Responsibility for the content of research recommendations rests primarily with the investment analysts named as having produced them. We do not cede effective editorial control to anyone whose role or interests might reasonably be considered to conflict with the interests of the clients to whom the research is to be published or distributed and our research remains at all times the property and views of Seymour Pierce alone. In particular, all valuations and forecasts included in research material are derived independently of the company concerned.

All research material is reviewed by a director of research before being published, and research recommendations relating to corporate clients, or published in advance of the flotation of a company, is also reviewed by our Compliance department before publication.

From time to time the company which is the subject of research may be given sight of draft research before publication to check the facts within it. No forecasts or recommendations may be included in draft research shown to a company in this way.

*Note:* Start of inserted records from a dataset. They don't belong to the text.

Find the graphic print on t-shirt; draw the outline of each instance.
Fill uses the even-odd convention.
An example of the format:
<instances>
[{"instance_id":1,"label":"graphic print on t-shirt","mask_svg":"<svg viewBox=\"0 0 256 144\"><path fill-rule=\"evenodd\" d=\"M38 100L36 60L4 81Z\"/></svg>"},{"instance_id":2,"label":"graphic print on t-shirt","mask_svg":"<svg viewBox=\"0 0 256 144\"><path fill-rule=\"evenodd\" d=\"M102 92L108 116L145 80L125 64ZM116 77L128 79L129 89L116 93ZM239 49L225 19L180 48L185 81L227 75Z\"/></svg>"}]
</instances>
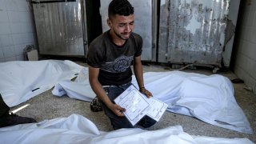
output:
<instances>
[{"instance_id":1,"label":"graphic print on t-shirt","mask_svg":"<svg viewBox=\"0 0 256 144\"><path fill-rule=\"evenodd\" d=\"M116 58L114 62L106 62L102 65L102 70L110 73L125 72L130 67L133 60L133 56L121 56Z\"/></svg>"}]
</instances>

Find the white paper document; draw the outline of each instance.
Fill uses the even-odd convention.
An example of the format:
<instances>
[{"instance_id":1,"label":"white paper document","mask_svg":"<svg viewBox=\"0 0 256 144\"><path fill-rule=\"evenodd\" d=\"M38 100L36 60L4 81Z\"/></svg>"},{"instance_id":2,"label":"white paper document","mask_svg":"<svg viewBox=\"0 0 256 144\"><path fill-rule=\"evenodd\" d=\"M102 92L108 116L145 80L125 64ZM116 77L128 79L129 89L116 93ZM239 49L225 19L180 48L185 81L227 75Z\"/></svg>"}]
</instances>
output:
<instances>
[{"instance_id":1,"label":"white paper document","mask_svg":"<svg viewBox=\"0 0 256 144\"><path fill-rule=\"evenodd\" d=\"M114 100L114 102L126 109L125 116L134 126L145 115L156 121L166 111L168 105L154 98L148 98L131 85Z\"/></svg>"}]
</instances>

If comments on draft research are received from the company they are reviewed by a director of research who decides whether Seymour Pierce will agree to make the suggested amendments.

Timing and manner of distribution

The timing of publication of research is controlled by the Head of Research, except when it is necessary to delay publication for specific Compliance reasons, such as withholding publication of research during the period of an offering of new securities. When an analyst has been taken over the Chinese Wall and become privy to unpublished price-sensitive information he will be unable to comment on the matter in question until such time as the information is either time-expired or has been made public.

To resolve the potential conflicts involved in selective disclosure of research, when analysts have formed an intention to write a piece of research and have started to form ideas about the content of the research they must not discuss this intention nor the potential content of the research with anyone outside the research department except for the purpose of checking factual accuracy as set out above, until such time as either the research has been distributed to all relevant clients by email; or a "Research Flash" email has been issued to announce that a research recommendation is being prepared.

Personal account dealing

Our investment analysts are permitted to invest on their own account in securities in relation to which they prepare research - whether on that particular investment, its issuer, or on related investments and issuers. However, they are not permitted to buy or sell relevant securities during the period when they know that research affecting those securities is being prepared for publication, nor for a period of 24 hours after publication of the research. In addition, they may only deal in relevant securities if the deal is not contrary to their published recommendation or to realise cash to meet pressing unrelated financial obligations.

If investment analysts or their associates have a personal holding of the investment concerned, this is specifically disclosed in the research recommendation.

Monitoring

The effectiveness of these policies and procedures is monitored by the Compliance department as part of the firm's regular compliance monitoring programme.